Sunday 2 May 2010

the carnivalesque body versus the avatar body

“the carnival is the people’s second life, organized on the base of laughter”
[Bakhtin, 8]

Mikhail Bakhtin’s analysis on “Rabelais and his world” was the starting point for the parallel study of the appearance, the aesthetics and the symbolism of the carnival during the Middle Ages and the Renaissance, with those of the digital world of Second Life. This study attempted to identify common traits and differences, and raise questions concerning the way that we deal with the identity, the body and the ideal today.

The aim was to initially approach the experience of being “behind the mask” in both cases, then, to juxtapose the grotesque body of the carnival to the aesthetics of the avatars and finally to raise questions on their utopian perspectives.

In the Middle Ages, people participated in two lives: the official and the carnival life. The latter is the former, only turned “upside down” and “inside out”. The coexistence of these two worlds shaped their attitude towards life and the existence in the world. Second Life is definitely not the physical world turned “upside down”. In fact, it seems to project more of a reflection than a negation of the contemporary environment, nevertheless, it allows us to explore our current fears, hopes and needs and throughout digital individuals to study issues of multiple identities and fragmented selves.

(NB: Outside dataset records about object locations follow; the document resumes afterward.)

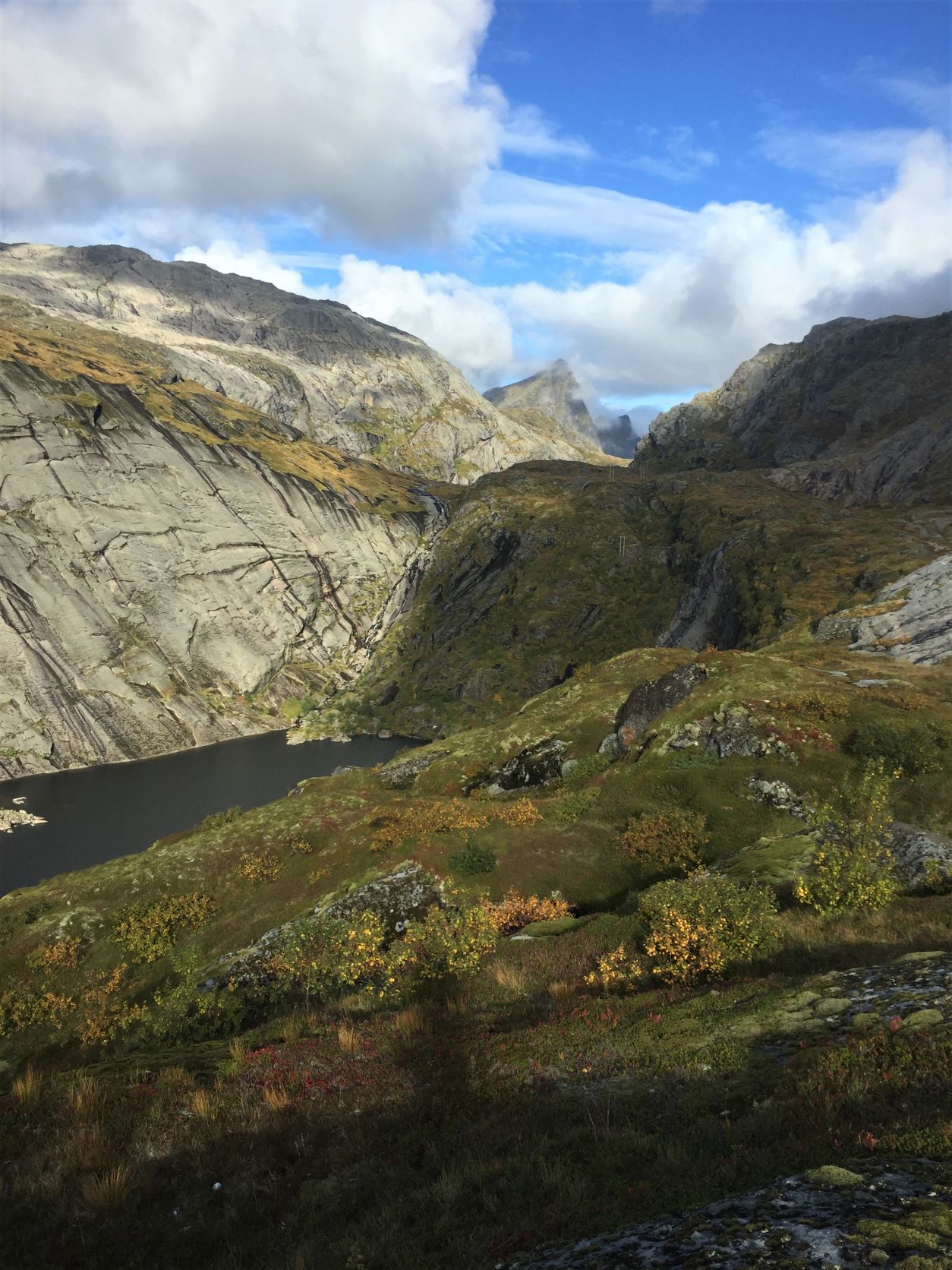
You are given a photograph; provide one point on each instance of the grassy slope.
(509, 1114)
(530, 578)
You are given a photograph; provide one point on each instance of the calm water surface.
(98, 813)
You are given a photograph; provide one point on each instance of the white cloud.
(465, 323)
(715, 287)
(530, 132)
(367, 115)
(752, 277)
(229, 257)
(585, 213)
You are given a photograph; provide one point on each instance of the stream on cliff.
(98, 813)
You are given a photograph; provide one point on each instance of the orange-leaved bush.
(704, 925)
(514, 911)
(665, 840)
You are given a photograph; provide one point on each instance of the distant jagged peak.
(857, 408)
(553, 391)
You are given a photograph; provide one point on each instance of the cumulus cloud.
(712, 291)
(465, 323)
(750, 277)
(249, 262)
(367, 115)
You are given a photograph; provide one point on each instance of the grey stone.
(649, 700)
(922, 858)
(402, 775)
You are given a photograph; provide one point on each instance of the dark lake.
(98, 813)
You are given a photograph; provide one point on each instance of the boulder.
(531, 766)
(923, 859)
(402, 775)
(650, 700)
(399, 897)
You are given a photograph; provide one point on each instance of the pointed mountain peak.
(553, 393)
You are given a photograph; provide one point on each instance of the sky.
(651, 189)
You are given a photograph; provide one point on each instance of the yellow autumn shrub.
(514, 911)
(702, 925)
(852, 867)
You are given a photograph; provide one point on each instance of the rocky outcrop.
(708, 610)
(857, 408)
(405, 894)
(649, 700)
(402, 775)
(534, 765)
(315, 366)
(910, 619)
(173, 565)
(827, 1217)
(917, 623)
(923, 859)
(550, 399)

But is this all about cyberspace and its promising digital worlds? Although very critical on the consumerism models of the virtual worlds, Gregory Little believes that the internet has the potential to become a site of resistance and that avatars may offer an “alternative, post-biological discourse of the body”. Throughout his “Manifesto for Avatars” project, he suggests ways of combining visual codes, signifying signs and social images in order to create avatars that celebrate fragmentation, dissolution and hybridity, in order to resist the forces of the capital. The images that Little creates are far from the pop idols and the generic representations described above. By playing with races, genders and age and by combining animal, human and machine characteristics, Little’s avatars could be seen as projections of the contemporary “digital grotesque”.


Images from the Manifesto for Avatars, by Gregory Little, source: http://www.gregorylittle.org/avatars/manifesto.html


WORKS CITED
Bakhtin, Mikhail Mikhaĭlovich. Rabelais and his world. Indiana University Press, 1984. Print.